….or can it?

Last night Bernie Madoff and his wife came to the resto. Well, a pair of Mr and Mrs Madoff lookalikes He is wearing a monogrammed shirt. Why do people have to monogram their shirts? Are there other people in the household who may accidentally wear their shirts? Labelling your shirts is for boarding school, surely. Anyhoozlebees. The wife is carrying a fabulous Bottega Veneta handbag, or purse as they call it here.

From the get go they are joyless. How is it possible to drink Gosset Rose joylessly? They don’t even have the boredom default – iPhones. Its a glorious, late summer evening with a full moon grinning down like a lottery winner. The evening air is filled with the silly, happy chatter of people enjoying themselves.

Mrs Madoffy orders the fish. He orders the filet. “And here is your lovely – your lovely fish.” The fish looks as though it should be on the cover of a food magazine. The plating is perfection. Mrs Madoffy pokes at the tricolour pepper salad. She gouges several forkfuls (Americans eat everything with their fork.) Then she rolls her eyes. “It’s luke warm. At best.” I am SO sorry. I scuttle back to the kitchen. The fish has to be put back on the grill to be reheated and is then, again, beautifully plated I take it back to her. “Is this a different piece? Why is it so small? This piece is smaller than the piece I had!” I assure her that the fish is indeed the exact same piece. “I’m telling you its smaller.” “Well, let me see if there is a spare piece of fish lying around,” I say foolishly. (That’s like saying ‘I’ll see if there’s a spare lobster lying around.) “Someone in the kitchen has eaten some of my fish! The evening is ruined.” Now is the time to switch to my snail under a harrow mode. I am so sorry, so vair vair sorry. I DO understand your displeasure etc etc. Would you like another piece. “No! My husband has already eaten his steak!” she snaps. The offer of free desert is met with stunning unenthusiasm. They pay no attention to me and have a convo in undertones in which shoulders are raised along with eyebrows.

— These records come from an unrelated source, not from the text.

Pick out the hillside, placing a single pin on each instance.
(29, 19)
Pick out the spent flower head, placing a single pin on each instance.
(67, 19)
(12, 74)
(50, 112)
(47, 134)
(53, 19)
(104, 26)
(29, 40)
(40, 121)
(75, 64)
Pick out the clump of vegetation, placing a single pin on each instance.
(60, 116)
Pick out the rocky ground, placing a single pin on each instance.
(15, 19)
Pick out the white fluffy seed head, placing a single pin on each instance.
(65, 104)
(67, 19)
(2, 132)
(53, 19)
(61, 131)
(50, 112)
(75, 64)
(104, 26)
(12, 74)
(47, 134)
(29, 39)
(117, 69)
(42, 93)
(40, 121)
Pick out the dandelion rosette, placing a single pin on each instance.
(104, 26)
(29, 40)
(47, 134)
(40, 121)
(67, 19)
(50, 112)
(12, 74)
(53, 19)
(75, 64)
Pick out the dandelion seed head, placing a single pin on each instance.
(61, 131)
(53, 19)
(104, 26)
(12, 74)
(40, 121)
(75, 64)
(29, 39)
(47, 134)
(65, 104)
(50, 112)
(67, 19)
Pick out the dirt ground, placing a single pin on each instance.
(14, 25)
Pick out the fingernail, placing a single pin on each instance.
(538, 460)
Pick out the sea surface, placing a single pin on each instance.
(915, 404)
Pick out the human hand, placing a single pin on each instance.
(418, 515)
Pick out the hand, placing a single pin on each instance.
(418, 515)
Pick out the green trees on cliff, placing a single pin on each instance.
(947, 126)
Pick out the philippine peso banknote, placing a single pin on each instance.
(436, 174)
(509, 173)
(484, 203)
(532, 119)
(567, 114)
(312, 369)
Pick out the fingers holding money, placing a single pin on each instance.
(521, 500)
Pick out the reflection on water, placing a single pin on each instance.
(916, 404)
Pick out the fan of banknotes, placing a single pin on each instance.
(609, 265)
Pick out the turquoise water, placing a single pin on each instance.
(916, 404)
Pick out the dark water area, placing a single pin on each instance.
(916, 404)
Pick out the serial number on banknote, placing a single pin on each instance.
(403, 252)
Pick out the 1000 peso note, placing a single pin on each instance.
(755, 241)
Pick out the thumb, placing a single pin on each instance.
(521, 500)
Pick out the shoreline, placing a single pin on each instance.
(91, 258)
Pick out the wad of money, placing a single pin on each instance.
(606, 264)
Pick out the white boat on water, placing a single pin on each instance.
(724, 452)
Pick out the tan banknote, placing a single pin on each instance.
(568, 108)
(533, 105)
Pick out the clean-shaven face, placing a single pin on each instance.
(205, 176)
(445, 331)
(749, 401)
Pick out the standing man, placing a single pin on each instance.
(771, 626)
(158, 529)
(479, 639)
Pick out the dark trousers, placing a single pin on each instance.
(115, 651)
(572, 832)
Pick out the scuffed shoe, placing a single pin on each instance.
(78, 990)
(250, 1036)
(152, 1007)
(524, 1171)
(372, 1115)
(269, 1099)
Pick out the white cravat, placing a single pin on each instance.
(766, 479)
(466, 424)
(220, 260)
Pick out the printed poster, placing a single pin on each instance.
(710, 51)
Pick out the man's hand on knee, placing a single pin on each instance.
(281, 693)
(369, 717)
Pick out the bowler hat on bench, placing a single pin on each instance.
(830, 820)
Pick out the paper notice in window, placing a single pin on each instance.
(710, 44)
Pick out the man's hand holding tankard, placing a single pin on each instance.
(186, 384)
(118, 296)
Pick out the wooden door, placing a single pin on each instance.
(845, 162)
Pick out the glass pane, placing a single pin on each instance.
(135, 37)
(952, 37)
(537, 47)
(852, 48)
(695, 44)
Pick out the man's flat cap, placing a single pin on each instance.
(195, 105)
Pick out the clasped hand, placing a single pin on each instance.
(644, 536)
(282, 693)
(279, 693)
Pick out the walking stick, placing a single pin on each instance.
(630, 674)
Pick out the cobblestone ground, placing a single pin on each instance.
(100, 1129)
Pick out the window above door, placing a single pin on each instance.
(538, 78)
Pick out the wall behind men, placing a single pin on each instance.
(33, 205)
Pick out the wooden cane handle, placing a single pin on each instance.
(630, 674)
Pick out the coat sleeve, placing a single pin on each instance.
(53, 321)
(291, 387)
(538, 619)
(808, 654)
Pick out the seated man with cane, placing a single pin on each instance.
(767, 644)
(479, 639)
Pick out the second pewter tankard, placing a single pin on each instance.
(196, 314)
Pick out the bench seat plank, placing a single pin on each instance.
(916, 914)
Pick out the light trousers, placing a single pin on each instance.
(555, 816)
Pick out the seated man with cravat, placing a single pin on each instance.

Pontius Pilate had less indecision. Finally they choose the blueberry pie. I go into the kitchen to find that there it no blueberry pie left. Now they are even more without gruntle. I take out another desert which is accepted with bad grace. Then she needs to go to the bathroom. Of course the bathrooms are occupied. When she leaves the restaurant, a vision in designer labels, her face is tight as bound broccoli.

I am the first person to admit that I have been tainted by appreciation of the better things in life. Once you know what the good stuff is its hard to go back. Some vestiges of my snobbery remain. I would rather pay three pounds for an apple from Harrods than go to Tescos. (Its the experience I am paying for, I reason.) I never drink tap water. (My water of choice is Welsh Tynant, although one can’t find it here.) Hershey’s chocolate is tragic. I would shoot myself before I went to Walmart. I have a decade-old Yves St Laurent Mombasa bag. which I use instead of an orange-is-the -new-black $20 faux leather hobo made in China. I would rather buy gently worn Ann Demeulemeester than brand new H and M. I dislike faux – everything. Fur, jewels and friendships.

I wear a plastic watch on one wrist given to me by a co-worker. On the strap is written ‘Princess Loved-a-lot.’ On the other I wear my ancient Cartier Santos. Somewhere on the swings and roundabouts of my life I have learnt that excess of money is the ruin of most people. From what I hear, being a Black Diamond is not a guarantee of happiness.

Yes, I adore Veuve Clicquot (who doesn’t love to have the Widow Clicquot at one’s table?), but the notion of spending $200 on a bottle of Armand de Brignac is, to my mind, unattractive excess. So is spending the GNP of a LTPC – Little Tin Pot Country on your birthday party. Having seventy pairs of Henri Bendel loafers (as one client has boasts she has) is deeply unattractive. Interestingly or predictably, the people who show off about their possessions are chintzy tippers. Occasionally I come across someone with money and generosity. One such is a gorgeous Borzoi of a woman. (Think Ireland Baldwin in twenty years.) She and her partner have an apartment in New York, a farm in New Jersey and a yacht wherever they want it to be. When she celebrates her birthday she brings a bottle of champagne for us underlings. That’s style. That’s kindness. That’s unusual.

Never base your currency on your looks, my mother told me. Your looks will fade, but your character won’t.

Basing your currency on your currency is equipollently foolish.